Es bien sabido que un programa de prácticas durante y después de la universidad es una parte esencial de la mayoría de las carreras. Las prácticas te dan la experiencia que necesitas para empezar a trabajar en un empleo remunerado durante y después de la universidad. Te permiten acumular los años de “experiencia laboral previa” que exigen muchas carreras antes incluso de obtener tu título. Sin embargo, ¿sabías que también puedes (y debes) hacer prácticas en el instituto?
Por supuesto, estas prácticas no caerán simplemente en tus manos, tendrás que trabajar para obtenerlas. Tendrás que demostrar que reúnes las cualidades necesarias para ser un buen becario y para ayudar a quienquiera que te contrate. Consulta en tu centro de estudios si tienen alguna idea de prácticas relacionadas con la carrera que quieres estudiar. También puedes preguntar tú mismo si alguna empresa te contrataría como becario no remunerado.

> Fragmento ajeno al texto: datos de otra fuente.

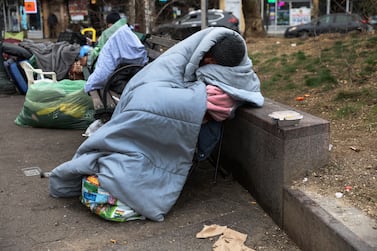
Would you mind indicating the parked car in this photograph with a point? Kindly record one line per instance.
(192, 22)
(331, 23)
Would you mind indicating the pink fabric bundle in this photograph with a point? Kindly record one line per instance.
(219, 104)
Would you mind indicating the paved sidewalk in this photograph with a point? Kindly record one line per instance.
(32, 220)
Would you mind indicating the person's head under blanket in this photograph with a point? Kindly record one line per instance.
(228, 51)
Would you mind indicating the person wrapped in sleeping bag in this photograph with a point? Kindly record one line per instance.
(143, 155)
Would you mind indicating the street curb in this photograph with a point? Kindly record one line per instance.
(313, 227)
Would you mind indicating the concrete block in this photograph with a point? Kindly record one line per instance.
(314, 226)
(264, 157)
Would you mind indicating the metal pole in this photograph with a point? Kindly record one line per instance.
(204, 7)
(6, 86)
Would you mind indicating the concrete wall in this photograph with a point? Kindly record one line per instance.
(264, 157)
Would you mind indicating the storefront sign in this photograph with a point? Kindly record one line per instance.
(30, 6)
(299, 16)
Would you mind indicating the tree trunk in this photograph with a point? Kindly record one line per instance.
(253, 21)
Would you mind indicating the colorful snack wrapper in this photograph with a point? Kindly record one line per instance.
(104, 204)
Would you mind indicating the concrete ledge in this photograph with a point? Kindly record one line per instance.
(313, 225)
(264, 157)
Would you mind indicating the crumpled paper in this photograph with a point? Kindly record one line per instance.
(229, 240)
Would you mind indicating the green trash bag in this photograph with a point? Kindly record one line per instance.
(63, 105)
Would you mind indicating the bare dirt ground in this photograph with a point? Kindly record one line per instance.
(352, 169)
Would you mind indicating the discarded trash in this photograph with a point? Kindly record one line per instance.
(92, 128)
(338, 195)
(31, 171)
(348, 188)
(229, 239)
(355, 149)
(286, 118)
(45, 174)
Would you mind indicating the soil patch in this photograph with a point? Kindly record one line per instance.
(348, 101)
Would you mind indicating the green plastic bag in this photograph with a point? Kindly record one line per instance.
(63, 105)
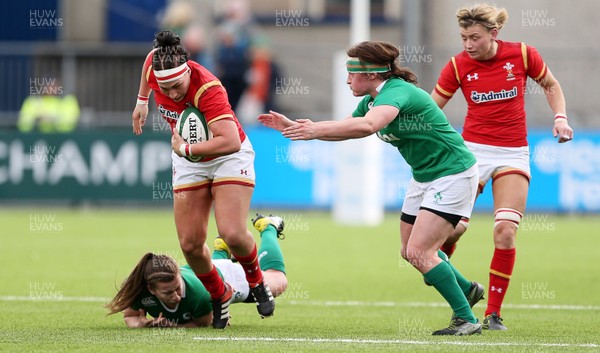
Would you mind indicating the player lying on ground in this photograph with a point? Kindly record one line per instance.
(174, 297)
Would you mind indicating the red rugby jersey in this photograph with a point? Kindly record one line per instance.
(205, 93)
(494, 90)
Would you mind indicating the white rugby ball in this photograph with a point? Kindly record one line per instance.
(193, 128)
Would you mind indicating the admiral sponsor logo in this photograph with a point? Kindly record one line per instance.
(148, 301)
(479, 97)
(168, 114)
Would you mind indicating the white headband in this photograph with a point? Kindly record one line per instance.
(168, 75)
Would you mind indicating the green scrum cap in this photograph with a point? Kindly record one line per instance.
(354, 65)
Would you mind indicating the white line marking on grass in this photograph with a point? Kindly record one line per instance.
(318, 303)
(367, 341)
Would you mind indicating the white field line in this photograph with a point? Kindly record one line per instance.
(316, 303)
(423, 343)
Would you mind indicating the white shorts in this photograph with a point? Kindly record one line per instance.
(233, 273)
(495, 161)
(454, 194)
(236, 168)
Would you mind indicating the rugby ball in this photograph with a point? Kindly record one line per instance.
(193, 128)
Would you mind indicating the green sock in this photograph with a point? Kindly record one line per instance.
(270, 256)
(442, 279)
(463, 283)
(220, 254)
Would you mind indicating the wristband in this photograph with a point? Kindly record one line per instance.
(142, 100)
(185, 150)
(558, 116)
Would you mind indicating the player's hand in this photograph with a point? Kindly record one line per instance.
(275, 120)
(139, 118)
(305, 129)
(176, 142)
(562, 130)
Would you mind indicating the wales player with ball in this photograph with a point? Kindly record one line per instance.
(224, 177)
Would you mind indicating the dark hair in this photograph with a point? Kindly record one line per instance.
(169, 51)
(382, 53)
(150, 270)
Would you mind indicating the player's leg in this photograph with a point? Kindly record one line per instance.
(270, 255)
(510, 198)
(221, 250)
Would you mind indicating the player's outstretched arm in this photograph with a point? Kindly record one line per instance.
(275, 120)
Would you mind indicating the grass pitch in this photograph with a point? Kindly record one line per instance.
(348, 288)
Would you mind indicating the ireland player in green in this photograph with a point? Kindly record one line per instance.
(174, 297)
(445, 175)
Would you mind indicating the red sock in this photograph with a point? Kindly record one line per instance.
(501, 268)
(448, 250)
(213, 283)
(251, 267)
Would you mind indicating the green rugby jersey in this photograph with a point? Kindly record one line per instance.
(420, 132)
(195, 301)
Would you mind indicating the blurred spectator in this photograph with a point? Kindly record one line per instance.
(48, 110)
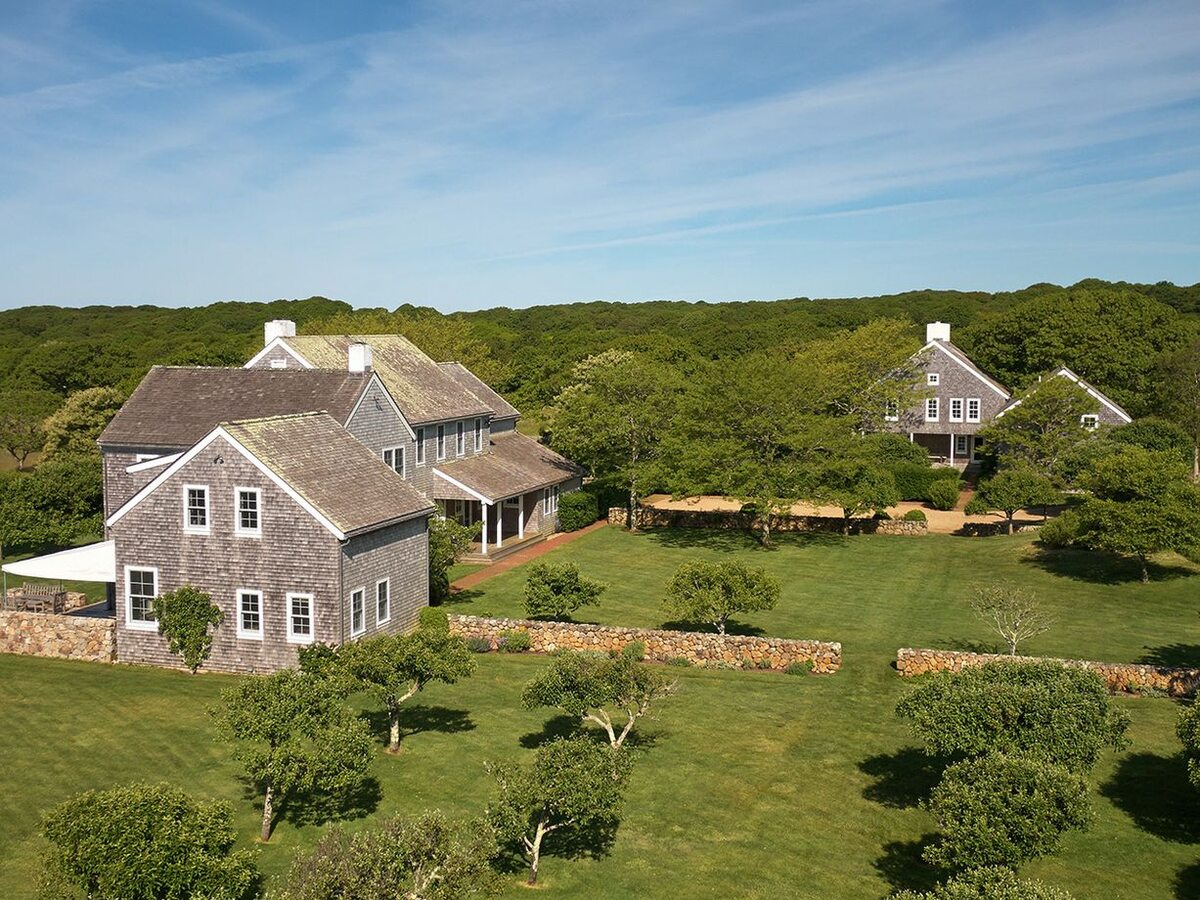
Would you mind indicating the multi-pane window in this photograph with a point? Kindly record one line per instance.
(358, 612)
(394, 457)
(139, 588)
(249, 511)
(196, 509)
(383, 600)
(300, 618)
(250, 613)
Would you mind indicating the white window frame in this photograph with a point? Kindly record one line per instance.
(189, 528)
(361, 594)
(243, 631)
(387, 606)
(237, 511)
(293, 636)
(130, 622)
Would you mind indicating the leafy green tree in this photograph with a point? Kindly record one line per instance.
(22, 413)
(1043, 711)
(612, 415)
(1141, 504)
(1012, 490)
(557, 591)
(145, 843)
(610, 693)
(1005, 810)
(425, 857)
(711, 593)
(573, 784)
(448, 544)
(1014, 613)
(397, 667)
(291, 732)
(185, 617)
(75, 427)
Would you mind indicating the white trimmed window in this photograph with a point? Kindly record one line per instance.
(250, 615)
(141, 589)
(300, 618)
(394, 457)
(247, 514)
(358, 611)
(383, 601)
(196, 509)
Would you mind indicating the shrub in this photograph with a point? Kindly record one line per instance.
(1005, 810)
(943, 493)
(1039, 709)
(556, 591)
(515, 641)
(576, 510)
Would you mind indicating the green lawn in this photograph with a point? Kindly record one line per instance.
(749, 785)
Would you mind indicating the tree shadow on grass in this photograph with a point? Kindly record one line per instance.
(901, 779)
(1155, 792)
(903, 867)
(1099, 568)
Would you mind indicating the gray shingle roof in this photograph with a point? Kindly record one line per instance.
(175, 406)
(334, 472)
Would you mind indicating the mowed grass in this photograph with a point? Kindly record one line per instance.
(749, 784)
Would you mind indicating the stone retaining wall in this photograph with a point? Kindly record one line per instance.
(37, 634)
(1119, 676)
(651, 517)
(699, 648)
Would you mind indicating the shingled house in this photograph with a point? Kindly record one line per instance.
(960, 400)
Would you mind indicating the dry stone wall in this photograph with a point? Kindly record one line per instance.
(699, 648)
(1119, 676)
(37, 634)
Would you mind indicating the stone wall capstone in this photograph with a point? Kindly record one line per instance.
(1119, 676)
(699, 648)
(39, 634)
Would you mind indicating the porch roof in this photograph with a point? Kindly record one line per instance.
(514, 465)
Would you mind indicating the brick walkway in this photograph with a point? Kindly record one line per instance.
(523, 556)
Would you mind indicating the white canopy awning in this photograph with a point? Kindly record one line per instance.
(95, 562)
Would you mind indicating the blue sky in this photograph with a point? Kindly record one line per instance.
(471, 155)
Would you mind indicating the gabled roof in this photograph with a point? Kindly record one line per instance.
(515, 465)
(471, 382)
(424, 390)
(318, 463)
(175, 406)
(965, 361)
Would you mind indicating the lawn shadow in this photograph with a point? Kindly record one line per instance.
(901, 779)
(1099, 568)
(903, 867)
(1155, 792)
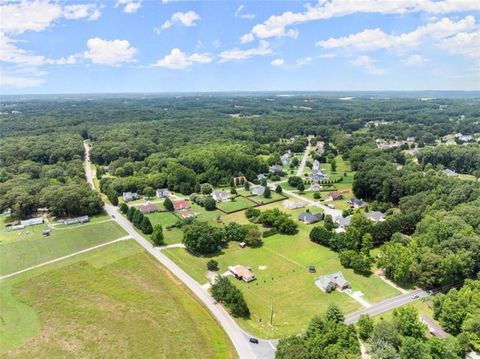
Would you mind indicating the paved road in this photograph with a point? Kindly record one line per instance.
(63, 258)
(386, 305)
(239, 337)
(88, 168)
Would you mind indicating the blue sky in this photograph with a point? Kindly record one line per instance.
(169, 46)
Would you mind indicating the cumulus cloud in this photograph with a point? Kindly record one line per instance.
(237, 54)
(239, 14)
(278, 62)
(368, 64)
(38, 15)
(188, 19)
(415, 60)
(375, 39)
(130, 6)
(178, 60)
(276, 25)
(109, 52)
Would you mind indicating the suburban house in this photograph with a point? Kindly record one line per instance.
(357, 203)
(276, 169)
(309, 218)
(242, 273)
(163, 192)
(82, 219)
(330, 282)
(315, 187)
(185, 213)
(179, 205)
(262, 176)
(374, 216)
(333, 196)
(129, 196)
(221, 196)
(31, 221)
(450, 173)
(258, 190)
(148, 207)
(289, 204)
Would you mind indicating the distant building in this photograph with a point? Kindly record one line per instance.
(31, 221)
(162, 192)
(309, 218)
(129, 196)
(356, 203)
(289, 204)
(330, 282)
(179, 205)
(148, 207)
(76, 220)
(221, 196)
(258, 190)
(374, 216)
(242, 273)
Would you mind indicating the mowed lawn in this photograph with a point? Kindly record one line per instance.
(114, 302)
(31, 249)
(280, 266)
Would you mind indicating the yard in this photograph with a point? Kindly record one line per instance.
(280, 266)
(26, 250)
(113, 302)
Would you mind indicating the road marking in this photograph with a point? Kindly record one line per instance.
(64, 257)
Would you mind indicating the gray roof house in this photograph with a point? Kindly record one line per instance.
(163, 192)
(258, 190)
(329, 282)
(220, 196)
(129, 196)
(309, 218)
(374, 216)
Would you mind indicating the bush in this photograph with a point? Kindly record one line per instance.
(212, 265)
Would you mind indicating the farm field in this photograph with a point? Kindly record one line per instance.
(280, 266)
(114, 302)
(30, 249)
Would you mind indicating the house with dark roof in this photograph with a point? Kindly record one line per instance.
(330, 282)
(221, 196)
(162, 192)
(309, 218)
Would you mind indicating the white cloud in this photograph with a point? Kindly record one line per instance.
(276, 25)
(368, 64)
(304, 61)
(131, 6)
(18, 17)
(278, 62)
(109, 52)
(415, 60)
(237, 54)
(375, 39)
(178, 60)
(239, 15)
(188, 19)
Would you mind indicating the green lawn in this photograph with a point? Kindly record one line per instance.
(113, 302)
(238, 204)
(282, 279)
(33, 248)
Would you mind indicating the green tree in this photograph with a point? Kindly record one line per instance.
(157, 235)
(168, 204)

A veces los estudiantes de bachillerato evitan las prácticas, ya que no suelen cobrar un sueldo, y en su lugar pasan el tiempo trabajando en un empleo común en el instituto, como ser camarero o trabajar de cajero. Esto es completamente comprensible, y a menudo inevitable, ya que muchos estudiantes necesitan dinero para ahorrar para un coche o para los gastos de la universidad. Sin embargo, es importante al menos tener en cuenta los muchos beneficios de unas prácticas y considerar la posibilidad de aligerar un poco el horario de trabajo para hacer sitio a los inconmensurables beneficios que conllevan las prácticas.
- Solicitudes universitarias Las universidades potenciales se alegrarán de ver que te has esforzado al máximo por adquirir experiencia para tus futuros objetivos profesionales incluso antes de entrar en la universidad. La mayoría de los estudiantes de bachillerato no realizan prácticas, por lo que las universidades se fijarán en ti por el mero hecho de haberlas realizado.
- Descubre qué campos profesionales te interesan Las prácticas te permiten probar distintos campos profesionales antes incluso de decidir tu especialidad. Si te interesa ser veterinario, llama a la clínica veterinaria de tu mascota y pregunta por las oportunidades de prácticas no remuneradas. Si te interesan los negocios, llama a un amigo de la familia que sea agente de seguros y pregúntale si necesita un poco de ayuda extra durante el verano. Aprovecha las oportunidades de prácticas para descartar campos profesionales que antes te atraían, pero que te diste cuenta de que en realidad no te interesaban cuando adquiriste experiencia práctica en esa profesión.
- Trabaja en red Las prácticas son una magnífica forma de promocionarte en tu campo profesional antes incluso de entrar en la universidad. Establecer contactos es una de las principales funciones de las prácticas, así que ¿por qué no empezar a conocer a las personas adecuadas antes incluso de llegar a la universidad? Nunca se sabe qué conversación te llevará a la universidad de tus sueños, a una beca importante o incluso a más oportunidades de prácticas.
- ¡Mejora tu currículum! Trabajar en un local de comida rápida no animará a futuros empleadores a contratarte, pero ayudar en una empresa de diseño gráfico sí. Considera el efecto de recibir dinero por un trabajo remunerado en el instituto frente a recibir una experiencia inestimable al hacer prácticas.
- Aprende profesionalidad en el lugar de trabajo Las habilidades de comunicación, trabajo en equipo y liderazgo que utilizas en un entorno profesional son muy diferentes de las que empleas con tus compañeros. Trabajarás con muchos tipos de personas diferentes el resto de tu vida, y las prácticas son una buena forma de aprender a comunicarte con todos ellos.